L’orso è menzionato in diverse parti della Bibbia e in altri libri come in quello del profeta Osea – capitolo 13 versetto 8: “li assalirò come un’orsa privata dei figli, spezzerò la corazza del loro cuore”. Questa similitudine rende bene l’idea della forza mortale di un’orsa a cui sono stati uccisi i cuccioli.
In un passato non troppo lontano, gli orsi erano soliti stabilirsi in Israele, Giordania, Libano e Siria. Infatti, in passato, gli abitanti del Medio Oriente hanno conosciuto bene gli orsi che, di tanto in tanto, attaccavano i greggi dei pastori a caccia di prede. Alcune prove dimostrano che gli orsi selvatici siano stati visti l’ultima volta in territorio israeliano, e precisamente sul Monte Hermon, nel 1917. L’ultimo orso presente nell’area venne catturato da uno zoologo israeliano e oggi la sua pelliccia si trova in una collezione della Tel Aviv University.
Il fenomeno degli orsi catturati e addestrati per intrattenere gli uomini nei circhi è purtroppo largamente diffuso nel mondo. Recentemente molti Paesi hanno bandito tale pratica per difendere gli animali da questo genere di sofferenza. La Bibbia affronta il problema della sofferenza degli animali e della crudeltà dell’uomo verso di essi: nel Libro dell’Esodo è scritto “Per sei giorni farai i tuoi lavori, ma nel settimo giorno farai riposo, perché possano goder quiete il tuo bue e il tuo asino e possano respirare i figli della tua schiava e il forestiero” (capitolo 23, versetto 12). L’indicazione per l’uomo, quindi, è di permettere anche agli animali, grazie ai quali mangia e si guadagna da vivere, di soddisfare il loro bisogno fondamentale al riposo.

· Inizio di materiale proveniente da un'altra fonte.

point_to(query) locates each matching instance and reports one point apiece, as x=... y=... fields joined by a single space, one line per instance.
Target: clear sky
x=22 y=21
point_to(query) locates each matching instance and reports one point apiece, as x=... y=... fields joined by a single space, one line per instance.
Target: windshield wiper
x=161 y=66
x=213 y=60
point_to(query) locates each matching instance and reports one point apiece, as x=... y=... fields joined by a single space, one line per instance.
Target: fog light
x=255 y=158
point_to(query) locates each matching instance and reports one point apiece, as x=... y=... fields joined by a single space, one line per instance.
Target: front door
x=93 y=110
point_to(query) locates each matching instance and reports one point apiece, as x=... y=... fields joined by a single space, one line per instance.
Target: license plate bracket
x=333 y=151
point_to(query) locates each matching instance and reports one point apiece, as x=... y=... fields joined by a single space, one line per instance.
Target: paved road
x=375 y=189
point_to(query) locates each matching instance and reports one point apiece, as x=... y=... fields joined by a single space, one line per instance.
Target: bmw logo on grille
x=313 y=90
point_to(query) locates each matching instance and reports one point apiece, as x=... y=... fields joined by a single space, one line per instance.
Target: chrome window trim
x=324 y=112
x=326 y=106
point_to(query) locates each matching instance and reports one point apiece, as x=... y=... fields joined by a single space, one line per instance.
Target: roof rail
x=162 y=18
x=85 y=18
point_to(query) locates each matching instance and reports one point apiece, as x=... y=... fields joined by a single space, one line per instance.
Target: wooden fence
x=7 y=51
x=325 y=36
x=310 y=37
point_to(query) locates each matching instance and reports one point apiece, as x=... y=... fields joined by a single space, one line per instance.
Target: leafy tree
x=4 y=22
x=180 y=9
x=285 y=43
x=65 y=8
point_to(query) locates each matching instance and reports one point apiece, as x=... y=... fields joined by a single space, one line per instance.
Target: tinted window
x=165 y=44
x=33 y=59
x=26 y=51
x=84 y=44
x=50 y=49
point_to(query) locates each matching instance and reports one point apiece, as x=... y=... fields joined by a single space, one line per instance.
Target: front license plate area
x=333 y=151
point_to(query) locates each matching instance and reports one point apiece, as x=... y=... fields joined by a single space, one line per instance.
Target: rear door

Nel Libro del Deuteronomio è scritto “farò crescere nella tua campagna anche l’erba per il tuo bestiame; tu mangerai e sarai saziato” (capitolo 11, versetto 15). In altre parole, chi possiede un animale deve nutrirlo prima di nutrire se stesso poiché la responsabilità del suo benessere ricade sul proprio padrone. Nella storia della creazione del mondo, all’uomo fu comandato di “governare” sugli animali. Ciò non significa, tuttavia, che all’essere umano fosse permesso di abusare dei suoi “sudditi” con crudeltà o di essere indifferente alla loro sofferenza. La Bibbia presenta spesso Dio e i suoi profeti come pastori, e il buon pastore è colui che tratta con rispetto le proprie pecore e riesce ad averne pietà. La Torah, rispetto alla Bibbia, si spinge anche oltre: non solo non dobbiamo causare sofferenza a un animale, ma abbiamo il dovere di aiutarlo nel caso in cui qualcun altro gli stia causando sofferenza: “se vedi l’asino di tuo fratello o il suo bue caduto nella strada, tu non fingerai di non averli scorti, ma insieme con lui li farai rialzare” (Libro del Deuteronomio, capitolo 22, versetto 4).